Solutions locales pour un désordre global
Artiste de cinéma aux multiples casquettes, Coline Serreau est aussi une femme engagée politiquement et une fervente écologiste, comme elle l’avait notamment prouvé avec La belle verte. Avec son documentaire Solutions locales pour un désordre global, elle s’intéresse aux problèmes de l’agriculture intensive et de l’alimentation mondiale. Son but : éviter de sombrer dans le catastrophisme ou de passer pour une donneuse de leçons, mais proposer de véritables alternatives pour cultiver et se nourrir autrement, sans faire souffrir la planète.
À l’heure où la question de l’alimentation de la Terre et de ses quelque 9 milliards d’habitants à l’horizon 2050 est plus que jamais d’actualité, la réalisatrice a parcouru une partie du monde pour braquer son objectif sur des intervenants loquaces et passionnants. Agronomes, scientifiques, microbiologistes, agriculteurs, militants, ils soulèvent les problèmes et les désastres causés par plusieurs décennies d’exploitation débridée des sols (ou quand les hommes ont pris en main l'agriculture au détriment des femmes), à grand renfort de pesticides et d’engrais (issus de l'industrie militaire de l'après‑guerre), qui ont non seulement empoisonné les récoltes, mais aussi stérilisé quantité de terres. Aujourd’hui appauvries, vidées de leurs micro‑organismes qui servaient à oxygéner les sols, compactées comme des blocs de béton et favorisant donc l’érosion et les inondations, ces terres ne peuvent plus décemment accueillir les plantations. À moins de recourir encore et encore aux produits chimiques…

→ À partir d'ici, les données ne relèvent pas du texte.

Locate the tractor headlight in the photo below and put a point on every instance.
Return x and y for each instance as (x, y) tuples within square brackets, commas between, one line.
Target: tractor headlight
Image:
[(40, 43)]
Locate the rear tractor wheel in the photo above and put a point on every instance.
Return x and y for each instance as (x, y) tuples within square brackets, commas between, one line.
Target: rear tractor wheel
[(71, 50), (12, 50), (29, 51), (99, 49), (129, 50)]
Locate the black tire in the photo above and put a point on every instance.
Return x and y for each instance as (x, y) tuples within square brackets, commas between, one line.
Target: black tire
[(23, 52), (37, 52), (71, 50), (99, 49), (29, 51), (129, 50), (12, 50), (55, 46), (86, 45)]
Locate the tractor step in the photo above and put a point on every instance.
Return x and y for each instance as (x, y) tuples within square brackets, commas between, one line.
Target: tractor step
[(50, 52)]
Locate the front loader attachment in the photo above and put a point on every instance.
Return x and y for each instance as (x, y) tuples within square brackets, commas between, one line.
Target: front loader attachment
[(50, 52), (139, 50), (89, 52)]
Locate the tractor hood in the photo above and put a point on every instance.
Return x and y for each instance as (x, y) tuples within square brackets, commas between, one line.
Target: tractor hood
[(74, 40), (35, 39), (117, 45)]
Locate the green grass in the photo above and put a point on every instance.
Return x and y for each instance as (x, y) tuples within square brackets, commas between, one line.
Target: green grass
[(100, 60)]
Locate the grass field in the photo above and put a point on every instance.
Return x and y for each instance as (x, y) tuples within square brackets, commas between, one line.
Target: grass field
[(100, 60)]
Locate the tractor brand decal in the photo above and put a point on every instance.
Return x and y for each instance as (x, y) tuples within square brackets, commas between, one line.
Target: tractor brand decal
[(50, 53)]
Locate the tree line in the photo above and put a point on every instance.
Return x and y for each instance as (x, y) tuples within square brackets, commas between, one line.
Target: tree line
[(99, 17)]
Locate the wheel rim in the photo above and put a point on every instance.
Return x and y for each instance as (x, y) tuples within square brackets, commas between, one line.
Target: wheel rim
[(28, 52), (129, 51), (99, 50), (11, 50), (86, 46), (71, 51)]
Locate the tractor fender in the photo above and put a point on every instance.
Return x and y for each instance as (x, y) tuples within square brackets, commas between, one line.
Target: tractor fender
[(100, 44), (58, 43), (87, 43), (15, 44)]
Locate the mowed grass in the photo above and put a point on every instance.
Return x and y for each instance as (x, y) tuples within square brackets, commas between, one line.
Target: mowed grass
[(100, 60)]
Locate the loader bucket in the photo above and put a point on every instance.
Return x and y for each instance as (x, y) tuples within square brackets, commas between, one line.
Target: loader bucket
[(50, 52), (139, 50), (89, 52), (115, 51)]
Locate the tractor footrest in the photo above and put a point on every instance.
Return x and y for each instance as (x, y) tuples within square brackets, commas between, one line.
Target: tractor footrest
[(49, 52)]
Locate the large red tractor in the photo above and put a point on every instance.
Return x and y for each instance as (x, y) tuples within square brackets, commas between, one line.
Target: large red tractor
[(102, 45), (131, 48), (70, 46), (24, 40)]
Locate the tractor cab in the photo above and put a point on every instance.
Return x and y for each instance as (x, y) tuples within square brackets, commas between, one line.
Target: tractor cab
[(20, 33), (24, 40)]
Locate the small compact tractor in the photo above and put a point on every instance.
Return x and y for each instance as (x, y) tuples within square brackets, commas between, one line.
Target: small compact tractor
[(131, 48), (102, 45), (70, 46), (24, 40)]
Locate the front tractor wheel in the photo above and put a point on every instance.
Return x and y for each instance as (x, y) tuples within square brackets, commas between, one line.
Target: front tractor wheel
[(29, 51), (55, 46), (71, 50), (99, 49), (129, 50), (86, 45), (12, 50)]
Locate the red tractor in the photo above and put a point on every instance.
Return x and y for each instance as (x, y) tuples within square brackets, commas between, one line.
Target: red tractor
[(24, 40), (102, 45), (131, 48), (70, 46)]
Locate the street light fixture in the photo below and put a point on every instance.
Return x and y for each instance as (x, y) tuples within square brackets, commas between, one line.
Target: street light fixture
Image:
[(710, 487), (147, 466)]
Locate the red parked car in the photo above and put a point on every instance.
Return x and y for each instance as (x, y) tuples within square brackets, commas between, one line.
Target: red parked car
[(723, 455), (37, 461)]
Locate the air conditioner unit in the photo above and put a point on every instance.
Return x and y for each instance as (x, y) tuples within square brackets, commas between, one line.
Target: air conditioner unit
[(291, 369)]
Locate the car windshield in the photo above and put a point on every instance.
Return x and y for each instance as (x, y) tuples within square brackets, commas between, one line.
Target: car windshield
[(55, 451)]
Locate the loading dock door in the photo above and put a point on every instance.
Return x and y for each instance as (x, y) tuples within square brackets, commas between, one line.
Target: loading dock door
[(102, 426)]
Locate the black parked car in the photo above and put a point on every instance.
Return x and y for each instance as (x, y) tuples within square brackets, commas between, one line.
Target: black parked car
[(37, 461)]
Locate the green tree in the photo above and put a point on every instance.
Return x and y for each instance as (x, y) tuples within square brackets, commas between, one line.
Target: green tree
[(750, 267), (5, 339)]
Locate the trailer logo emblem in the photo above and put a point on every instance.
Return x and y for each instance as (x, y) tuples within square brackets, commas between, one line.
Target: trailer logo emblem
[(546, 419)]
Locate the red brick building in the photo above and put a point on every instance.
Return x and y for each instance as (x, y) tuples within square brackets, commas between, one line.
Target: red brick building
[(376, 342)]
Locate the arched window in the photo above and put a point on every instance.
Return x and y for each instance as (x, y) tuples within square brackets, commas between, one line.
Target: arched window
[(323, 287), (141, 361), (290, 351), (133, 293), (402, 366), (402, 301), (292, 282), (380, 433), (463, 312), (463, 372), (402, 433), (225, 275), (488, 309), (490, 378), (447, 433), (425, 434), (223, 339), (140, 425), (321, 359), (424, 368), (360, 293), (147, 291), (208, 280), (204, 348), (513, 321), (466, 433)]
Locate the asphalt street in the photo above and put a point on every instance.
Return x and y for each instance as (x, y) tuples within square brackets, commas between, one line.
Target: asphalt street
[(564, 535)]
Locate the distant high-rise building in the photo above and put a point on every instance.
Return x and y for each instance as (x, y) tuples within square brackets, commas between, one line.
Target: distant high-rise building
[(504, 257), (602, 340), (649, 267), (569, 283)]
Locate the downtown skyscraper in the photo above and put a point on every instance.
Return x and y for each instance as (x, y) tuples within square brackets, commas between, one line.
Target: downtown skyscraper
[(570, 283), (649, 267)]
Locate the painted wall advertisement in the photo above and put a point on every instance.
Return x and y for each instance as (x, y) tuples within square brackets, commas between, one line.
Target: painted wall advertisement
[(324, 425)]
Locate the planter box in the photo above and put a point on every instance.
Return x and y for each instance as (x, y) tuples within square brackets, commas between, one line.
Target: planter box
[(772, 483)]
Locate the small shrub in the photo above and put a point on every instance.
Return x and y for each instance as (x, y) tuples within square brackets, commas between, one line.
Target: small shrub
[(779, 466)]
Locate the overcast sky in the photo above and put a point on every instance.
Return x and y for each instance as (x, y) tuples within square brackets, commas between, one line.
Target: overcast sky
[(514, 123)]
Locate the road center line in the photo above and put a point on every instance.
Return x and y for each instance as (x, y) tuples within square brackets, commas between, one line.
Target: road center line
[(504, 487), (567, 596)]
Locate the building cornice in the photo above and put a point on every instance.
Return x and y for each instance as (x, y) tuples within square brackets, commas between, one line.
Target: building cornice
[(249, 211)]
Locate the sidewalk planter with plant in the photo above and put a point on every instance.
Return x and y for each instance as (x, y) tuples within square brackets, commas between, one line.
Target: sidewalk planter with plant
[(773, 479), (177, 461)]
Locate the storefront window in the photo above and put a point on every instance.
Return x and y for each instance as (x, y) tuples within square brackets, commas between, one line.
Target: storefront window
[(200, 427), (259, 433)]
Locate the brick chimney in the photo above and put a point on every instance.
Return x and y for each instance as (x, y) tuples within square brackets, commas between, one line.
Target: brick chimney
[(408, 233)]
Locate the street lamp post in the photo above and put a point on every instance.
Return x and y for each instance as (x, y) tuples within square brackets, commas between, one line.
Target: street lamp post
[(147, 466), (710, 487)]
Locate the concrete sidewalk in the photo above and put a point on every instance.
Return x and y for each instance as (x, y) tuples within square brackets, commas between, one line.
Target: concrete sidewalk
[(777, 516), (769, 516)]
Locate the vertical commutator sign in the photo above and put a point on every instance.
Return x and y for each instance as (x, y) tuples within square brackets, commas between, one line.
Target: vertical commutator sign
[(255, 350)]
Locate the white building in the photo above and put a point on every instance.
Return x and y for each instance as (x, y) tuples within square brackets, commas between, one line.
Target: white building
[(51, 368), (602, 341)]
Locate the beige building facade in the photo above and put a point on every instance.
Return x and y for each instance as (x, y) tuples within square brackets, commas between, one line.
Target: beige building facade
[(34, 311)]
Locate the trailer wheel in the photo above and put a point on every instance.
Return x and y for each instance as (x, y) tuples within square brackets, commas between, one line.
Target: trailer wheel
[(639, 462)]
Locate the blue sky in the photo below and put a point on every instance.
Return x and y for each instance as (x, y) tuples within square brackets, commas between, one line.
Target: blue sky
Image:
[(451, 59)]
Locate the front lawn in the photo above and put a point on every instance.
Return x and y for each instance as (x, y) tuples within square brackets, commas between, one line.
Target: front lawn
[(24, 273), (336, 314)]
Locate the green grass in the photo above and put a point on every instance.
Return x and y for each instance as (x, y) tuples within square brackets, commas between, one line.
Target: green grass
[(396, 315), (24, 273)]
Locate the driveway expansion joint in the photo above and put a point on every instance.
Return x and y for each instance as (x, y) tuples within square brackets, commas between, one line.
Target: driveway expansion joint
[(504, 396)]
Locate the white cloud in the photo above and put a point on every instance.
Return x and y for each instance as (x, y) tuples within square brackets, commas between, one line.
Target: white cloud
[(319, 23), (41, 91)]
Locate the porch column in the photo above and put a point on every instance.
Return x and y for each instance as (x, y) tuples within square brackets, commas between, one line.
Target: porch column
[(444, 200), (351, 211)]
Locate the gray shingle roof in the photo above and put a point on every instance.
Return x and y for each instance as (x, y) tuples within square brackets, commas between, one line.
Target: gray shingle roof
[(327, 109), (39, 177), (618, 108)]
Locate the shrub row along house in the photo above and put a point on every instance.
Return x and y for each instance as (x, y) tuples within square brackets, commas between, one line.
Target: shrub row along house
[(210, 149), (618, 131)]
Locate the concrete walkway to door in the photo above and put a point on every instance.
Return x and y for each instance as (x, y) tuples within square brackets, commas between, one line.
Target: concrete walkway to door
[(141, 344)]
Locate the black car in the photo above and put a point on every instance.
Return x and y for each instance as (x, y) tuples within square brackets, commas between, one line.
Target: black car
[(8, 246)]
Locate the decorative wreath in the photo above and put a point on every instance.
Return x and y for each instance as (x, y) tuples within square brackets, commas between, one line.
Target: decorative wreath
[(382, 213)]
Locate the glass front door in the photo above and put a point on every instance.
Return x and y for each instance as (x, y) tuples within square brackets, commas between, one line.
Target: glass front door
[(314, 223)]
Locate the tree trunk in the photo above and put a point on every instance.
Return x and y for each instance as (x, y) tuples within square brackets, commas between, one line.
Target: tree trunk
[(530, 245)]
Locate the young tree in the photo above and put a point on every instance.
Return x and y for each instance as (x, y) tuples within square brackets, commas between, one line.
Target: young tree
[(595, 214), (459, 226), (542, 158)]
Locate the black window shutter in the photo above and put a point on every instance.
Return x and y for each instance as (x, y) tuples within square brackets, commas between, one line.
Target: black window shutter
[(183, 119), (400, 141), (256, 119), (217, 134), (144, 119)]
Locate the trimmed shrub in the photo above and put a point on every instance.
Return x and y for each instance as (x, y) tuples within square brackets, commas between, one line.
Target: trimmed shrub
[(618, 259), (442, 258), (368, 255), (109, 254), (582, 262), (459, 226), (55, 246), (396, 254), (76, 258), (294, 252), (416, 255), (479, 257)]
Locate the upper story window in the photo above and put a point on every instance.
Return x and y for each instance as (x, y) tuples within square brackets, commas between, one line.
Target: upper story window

Brisant au passage le mythe de la révolution verte, les spécialistes du documentaire abordent également d’autres aberrations, comme l’impossibilité de cultiver des variétés de fruits et légumes anciens à cause de lois rigides, rédigées au profit des semenciers, la torture des animaux pour répondre au besoin des éleveurs (les queues des cochons coupées, leurs dents arrachées pour éviter qu’ils ne se mordent, coincés dans leurs enclos), la recherche de nouvelles variétés de tomates « carrées », calibrées pour optimiser leur rangement dans les caisses, ou encore la pollution du corps humain et l’apparition de nouvelles maladies dues à l’ingestion de pesticides.
Fatiguée que l’on ne donne la parole qu’aux multinationales, Coline Serreau avoue dans un bonus qu’elle les a tenus volontairement à l’écart de son projet, invitant principalement les petites gens à s’exprimer. Sur 1h52 de métrage, la réalisatrice, dont l’objectif premier était de proposer des solutions au désastre ambiant, privilégie finalement les discours au détriment des images « sur le terrain ». Plus film à thèse pour opérer une véritable prise de conscience que démonstration ludique et optimiste, Solutions locales pour un désordre global propose malgré tout quelques options, comme le Mouvement des sans‑terre au Brésil, les exploitations familiales en Ukraine et en Inde, les Amap (Association pour le maintien d’une agriculture paysanne) en France, ou encore l'Association Kokopelli qui se bat pour sauver les graines anciennes et non inscrites au catalogue officiel, donc interdites à la vente. On aurait simplement aimé découvrir plus ces mouvements alternatifs, apprendre comment, à notre petit niveau, il est possible d’agir.